第25話 亡霊が住む街

 ドミニクが運転するトラクターに乗り、エマたちはガイゼルの街を後にした。


 翌日、彼女らは同盟側の国境の街であるアストリアに到着した。


 そこでエマはこの街の異変に気づいた。


 それはこの街が静まりかえり、生きている者の気配がまるでなかったからである。


「おかしいね、この街には誰もいないのかい」

 ドミニクは言った。

「そのようだね……」

 ベレッタもうなずく。


 エマたちは休息をとるためにこのアストリアの街に立ち寄ったのだが、人どころか生物の気配のないこの街の空気に困惑していた。

 もとは酒場のような店をみつけたドミニクの提案により、エマたちは一時休息をとることにした。

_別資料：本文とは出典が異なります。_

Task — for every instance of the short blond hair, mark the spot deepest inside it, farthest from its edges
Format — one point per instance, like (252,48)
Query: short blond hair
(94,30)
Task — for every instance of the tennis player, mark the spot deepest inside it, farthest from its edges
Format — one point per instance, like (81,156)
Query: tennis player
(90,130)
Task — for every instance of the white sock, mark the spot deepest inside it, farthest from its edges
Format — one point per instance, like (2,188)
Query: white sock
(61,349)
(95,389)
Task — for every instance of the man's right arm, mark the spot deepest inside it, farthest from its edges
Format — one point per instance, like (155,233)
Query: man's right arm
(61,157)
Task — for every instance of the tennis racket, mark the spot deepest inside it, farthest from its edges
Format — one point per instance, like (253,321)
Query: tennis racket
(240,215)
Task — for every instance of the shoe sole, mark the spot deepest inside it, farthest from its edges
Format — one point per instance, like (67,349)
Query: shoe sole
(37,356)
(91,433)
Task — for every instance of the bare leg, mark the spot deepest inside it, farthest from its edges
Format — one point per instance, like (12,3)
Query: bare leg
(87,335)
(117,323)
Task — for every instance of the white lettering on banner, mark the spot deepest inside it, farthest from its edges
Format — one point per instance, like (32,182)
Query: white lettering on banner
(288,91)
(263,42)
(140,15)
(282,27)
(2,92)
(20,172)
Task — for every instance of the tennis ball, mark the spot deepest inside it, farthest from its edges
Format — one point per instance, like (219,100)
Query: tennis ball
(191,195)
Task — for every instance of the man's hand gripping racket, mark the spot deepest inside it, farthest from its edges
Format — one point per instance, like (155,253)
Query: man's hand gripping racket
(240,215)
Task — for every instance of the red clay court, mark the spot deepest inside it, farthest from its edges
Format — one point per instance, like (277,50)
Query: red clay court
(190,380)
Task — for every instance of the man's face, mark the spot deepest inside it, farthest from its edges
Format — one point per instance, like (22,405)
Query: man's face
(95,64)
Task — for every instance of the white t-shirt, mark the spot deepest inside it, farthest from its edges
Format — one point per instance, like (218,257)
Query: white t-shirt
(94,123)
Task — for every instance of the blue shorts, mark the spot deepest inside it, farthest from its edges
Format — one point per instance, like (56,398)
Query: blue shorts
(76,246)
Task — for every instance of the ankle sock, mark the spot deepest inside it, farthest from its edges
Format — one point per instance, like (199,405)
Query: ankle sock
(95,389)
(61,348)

「しかし、本当におかしいわねこの街は。人どころか生き物の気配がまったくしないなんて、不気味でしかたないわ」

 エマが正直な感想をもらした。


 ほこりだらけのテーブルを払い、ドミニクは持ってきた軍用リュックから水の入ったボトルを置いた。

 エマたちはそのボトルから水を飲み、一息ついた。


「私が何年か前にこのアストリアに来たときは賑わっているとはいいがたかったけど、人の生活がこの街にあったんだけどね」

 ドミニクは言った。

「まるで亡霊ゴーストの街ね」

 エマは言う。

 ベレッタはそうねと呟いた。

 手持ちぶさたな彼女は戦士の銃をなでた。

「まあ、良いように考えたらこの街でなんの妨害にあうことはなさそうだから、通過してしまってもいいだろうね」

 ドミニクがエマに提案した。

 ベレッタもその意見に賛成であった。

 この街から人が消えてしまった原因は気になるが、今のエマたちはボートワス砦にもどることが先決だ。

 

 この薄暗いもと酒場で簡単な食事をすませた後、エマたちはアストリアの街を立ち去ることに決めた。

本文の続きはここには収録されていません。